Mothering with Grace
In my efforts towards living with more intention and purpose, I've spent a lot of time evaluating what my values and long-term goals are. In my motherhood, this has been especially true.
One thing I've definitely noticed is that when I'm only going through the motions--trying to simply get through the day or get to the next item on our agenda--then my main focus tends to be on my children's obedience. Stress levels are high, patience levels are low, and tension is often building. This is when I tend to be short, demanding, and easily frustrated with my kids. In these situations, my brain translates my children's slowness to obey into a reflection of their character. (i.e. "I told you to put your shoes on and get in the car! Why can't you listen? Now we're going to be late.") My focus here is situational and my feelings towards my child are dictated by one single thing he/she did or didn't do. This is not intentional parenting. It is also not a true reflection of what deeply matters to me or how I truly feel about my child.
Blind, swift obedience is not actually a character trait that I am trying to instill into my children. When I list the things that I most hope to cultivate in my future world shapers, obedience does not even make the list. So why then does obedience so often feel like the goal? For me, the answer is selfishness. My life is simply easier when they obey my commands immediately and exactly. But I don't want to be their drill sergeant. I want to be their biggest supporter, their confidant, their place of safety, and their teacher. But I teach nothing through demanding blind obedience and our relationship is not cultivated.
Do some things require strict obedience? Of course. Things like holding hands in a parking lot or crowded place; things pertaining to their physical safety. But even then, their obedience is garnered more effectively through a calm explanation of the reasoning than by forceful, demanding reminders of the rule. And most especially, their obedience is most quickly achieved when they understand that my requests are motivated by love.

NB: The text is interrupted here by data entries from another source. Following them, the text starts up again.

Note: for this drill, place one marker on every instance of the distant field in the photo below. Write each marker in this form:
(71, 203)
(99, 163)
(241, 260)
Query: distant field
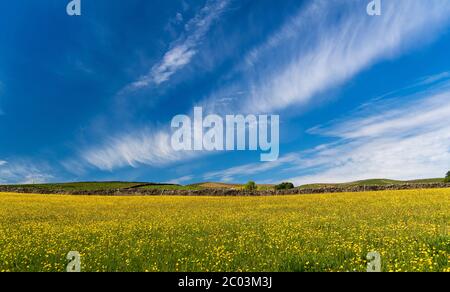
(106, 186)
(374, 182)
(332, 232)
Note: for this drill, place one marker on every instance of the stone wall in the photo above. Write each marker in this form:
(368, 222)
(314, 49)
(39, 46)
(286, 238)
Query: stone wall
(221, 192)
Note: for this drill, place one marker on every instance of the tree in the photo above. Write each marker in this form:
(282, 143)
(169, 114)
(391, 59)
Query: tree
(284, 186)
(250, 186)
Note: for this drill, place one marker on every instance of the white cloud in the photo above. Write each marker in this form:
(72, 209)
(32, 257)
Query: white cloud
(310, 54)
(24, 172)
(181, 180)
(142, 147)
(328, 43)
(184, 48)
(407, 137)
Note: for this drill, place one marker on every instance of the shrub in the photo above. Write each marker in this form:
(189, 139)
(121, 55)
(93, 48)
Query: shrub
(284, 186)
(250, 186)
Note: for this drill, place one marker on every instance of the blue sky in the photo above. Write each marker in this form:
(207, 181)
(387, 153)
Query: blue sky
(91, 97)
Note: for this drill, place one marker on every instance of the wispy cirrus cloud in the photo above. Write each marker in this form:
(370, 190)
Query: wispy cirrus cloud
(319, 48)
(326, 44)
(183, 50)
(143, 147)
(407, 138)
(24, 171)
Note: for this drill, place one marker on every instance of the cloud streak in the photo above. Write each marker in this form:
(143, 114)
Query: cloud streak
(24, 172)
(326, 44)
(408, 139)
(183, 50)
(144, 147)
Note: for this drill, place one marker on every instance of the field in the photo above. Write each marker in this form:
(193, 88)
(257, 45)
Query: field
(294, 233)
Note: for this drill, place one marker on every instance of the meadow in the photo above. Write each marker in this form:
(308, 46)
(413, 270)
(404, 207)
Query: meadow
(331, 232)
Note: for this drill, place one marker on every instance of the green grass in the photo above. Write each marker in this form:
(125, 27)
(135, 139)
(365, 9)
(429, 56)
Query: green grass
(171, 187)
(373, 182)
(192, 234)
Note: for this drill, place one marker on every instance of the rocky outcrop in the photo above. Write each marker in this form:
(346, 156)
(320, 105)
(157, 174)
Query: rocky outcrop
(221, 192)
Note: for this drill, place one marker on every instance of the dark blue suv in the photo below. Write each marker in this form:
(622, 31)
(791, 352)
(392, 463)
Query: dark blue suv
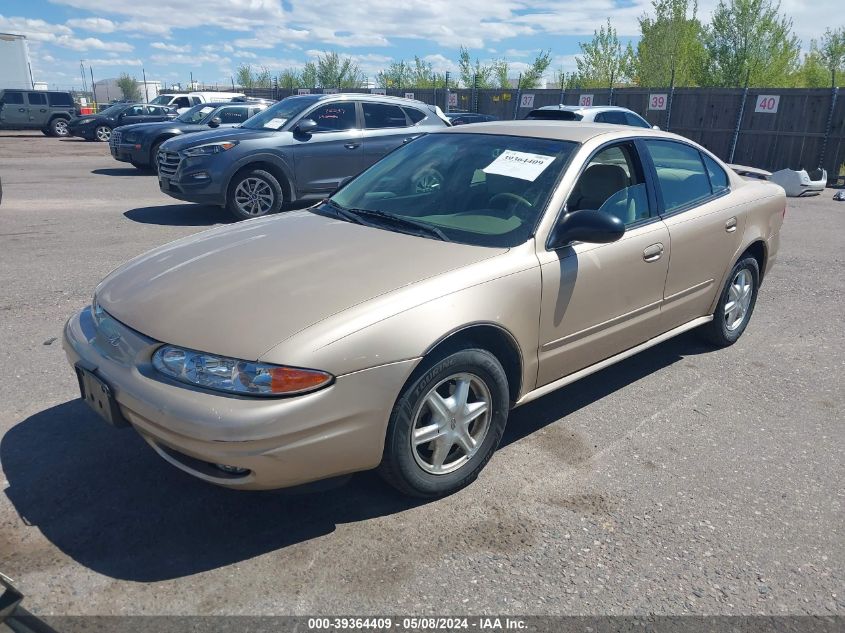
(301, 148)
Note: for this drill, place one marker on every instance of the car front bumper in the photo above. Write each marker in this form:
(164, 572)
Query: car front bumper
(281, 442)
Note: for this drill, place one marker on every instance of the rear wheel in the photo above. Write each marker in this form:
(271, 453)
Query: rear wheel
(254, 193)
(59, 128)
(102, 133)
(446, 424)
(736, 303)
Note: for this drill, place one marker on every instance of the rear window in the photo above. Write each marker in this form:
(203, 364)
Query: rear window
(60, 99)
(13, 98)
(553, 115)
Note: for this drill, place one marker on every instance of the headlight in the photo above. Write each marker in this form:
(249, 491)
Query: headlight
(210, 148)
(236, 376)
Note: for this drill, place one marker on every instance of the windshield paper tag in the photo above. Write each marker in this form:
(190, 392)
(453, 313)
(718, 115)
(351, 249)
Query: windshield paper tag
(519, 165)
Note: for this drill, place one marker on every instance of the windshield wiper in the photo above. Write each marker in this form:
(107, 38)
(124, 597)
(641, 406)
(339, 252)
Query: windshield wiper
(400, 220)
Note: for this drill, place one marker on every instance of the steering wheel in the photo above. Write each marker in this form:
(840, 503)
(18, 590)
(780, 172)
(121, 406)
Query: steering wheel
(507, 195)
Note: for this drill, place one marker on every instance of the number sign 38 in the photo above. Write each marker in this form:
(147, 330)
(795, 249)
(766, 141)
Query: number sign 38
(767, 103)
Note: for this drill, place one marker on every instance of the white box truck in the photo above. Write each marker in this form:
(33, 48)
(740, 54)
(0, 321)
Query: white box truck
(14, 62)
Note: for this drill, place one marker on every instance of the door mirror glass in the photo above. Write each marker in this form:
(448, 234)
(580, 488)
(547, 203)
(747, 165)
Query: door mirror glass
(306, 126)
(586, 225)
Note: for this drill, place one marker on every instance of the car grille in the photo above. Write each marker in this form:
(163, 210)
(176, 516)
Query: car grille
(168, 163)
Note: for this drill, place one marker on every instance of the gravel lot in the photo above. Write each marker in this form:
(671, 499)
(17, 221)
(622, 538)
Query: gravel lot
(683, 480)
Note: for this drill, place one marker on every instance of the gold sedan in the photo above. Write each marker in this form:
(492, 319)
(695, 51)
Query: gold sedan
(395, 324)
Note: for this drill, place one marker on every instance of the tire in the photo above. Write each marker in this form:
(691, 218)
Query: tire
(102, 133)
(254, 193)
(58, 127)
(411, 466)
(736, 304)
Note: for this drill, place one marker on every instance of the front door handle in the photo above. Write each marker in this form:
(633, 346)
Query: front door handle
(653, 252)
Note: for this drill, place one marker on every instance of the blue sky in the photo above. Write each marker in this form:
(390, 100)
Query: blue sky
(170, 39)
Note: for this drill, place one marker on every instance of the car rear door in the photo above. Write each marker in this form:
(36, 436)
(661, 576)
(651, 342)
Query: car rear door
(39, 114)
(386, 127)
(705, 227)
(601, 299)
(331, 152)
(14, 111)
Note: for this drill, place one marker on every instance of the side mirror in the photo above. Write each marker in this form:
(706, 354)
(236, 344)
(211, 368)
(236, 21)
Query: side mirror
(586, 225)
(306, 126)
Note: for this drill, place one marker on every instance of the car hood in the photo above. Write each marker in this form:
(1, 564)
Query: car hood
(239, 133)
(240, 290)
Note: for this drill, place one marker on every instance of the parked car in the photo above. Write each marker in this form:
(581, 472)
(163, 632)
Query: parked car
(458, 117)
(139, 143)
(394, 327)
(589, 114)
(182, 101)
(298, 149)
(98, 127)
(45, 110)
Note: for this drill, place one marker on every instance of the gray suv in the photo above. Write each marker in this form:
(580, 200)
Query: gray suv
(45, 110)
(301, 148)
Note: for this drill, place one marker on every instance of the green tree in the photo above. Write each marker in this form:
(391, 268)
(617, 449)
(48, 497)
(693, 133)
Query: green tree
(129, 87)
(474, 74)
(245, 76)
(749, 40)
(289, 79)
(832, 52)
(670, 46)
(397, 75)
(603, 61)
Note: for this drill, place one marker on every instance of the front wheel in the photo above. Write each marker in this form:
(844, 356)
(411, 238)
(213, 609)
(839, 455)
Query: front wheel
(102, 133)
(59, 128)
(254, 193)
(446, 424)
(736, 303)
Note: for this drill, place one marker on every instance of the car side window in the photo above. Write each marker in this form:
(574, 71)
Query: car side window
(335, 117)
(718, 177)
(382, 115)
(613, 182)
(683, 180)
(36, 98)
(233, 115)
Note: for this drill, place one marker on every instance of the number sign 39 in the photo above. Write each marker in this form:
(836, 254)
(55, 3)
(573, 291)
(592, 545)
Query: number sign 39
(767, 103)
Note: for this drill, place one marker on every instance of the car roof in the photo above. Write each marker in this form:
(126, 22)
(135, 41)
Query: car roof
(576, 131)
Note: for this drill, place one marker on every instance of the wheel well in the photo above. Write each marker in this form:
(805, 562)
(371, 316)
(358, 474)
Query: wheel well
(273, 169)
(758, 251)
(492, 338)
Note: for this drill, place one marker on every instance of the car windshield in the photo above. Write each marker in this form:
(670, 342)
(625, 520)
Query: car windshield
(480, 189)
(112, 110)
(274, 117)
(197, 114)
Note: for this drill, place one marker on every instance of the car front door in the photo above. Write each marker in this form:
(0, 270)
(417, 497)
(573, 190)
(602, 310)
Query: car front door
(601, 299)
(39, 114)
(14, 112)
(705, 227)
(385, 129)
(331, 152)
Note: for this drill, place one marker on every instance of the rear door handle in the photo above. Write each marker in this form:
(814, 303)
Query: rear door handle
(653, 252)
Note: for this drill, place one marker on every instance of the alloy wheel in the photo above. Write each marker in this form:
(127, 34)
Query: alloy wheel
(254, 196)
(739, 298)
(450, 423)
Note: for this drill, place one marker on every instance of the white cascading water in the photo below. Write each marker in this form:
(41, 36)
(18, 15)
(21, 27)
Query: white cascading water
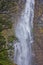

As I was pondering this tendency of mine towards demanding obedience, I was reminded of my greatest example of an ideal parent-child relationship--the relationship I have with a Heavenly Father. Of all the parental examples I wish to emulate, this one reigns supreme. Does God demand my blind obedience or use threats and fear-mongering to motivate me to do exactly as he says? Absolutely not. He provides me with direction and explanation for his requests; all of which are motivated by His love for me. Even more importantly, He does not berate me or write me off as a failure when I fail to obey His loving direction. Rather, He allows me to learn from the experience and lovingly invites me to try again. He expects me to fail because He knows I am learning and He stands at the ready to forgive, forget, and continue to guide me in love.
These precious little souls that I am blessed to call my own are too often worthy of so much more than I have offered them. Obedience or not, I am striving daily to respond more to my children in the ways that my loving Father in Heaven is continually responding to me. Which is with grace, love, and confidence in who He knows I am capable of becoming.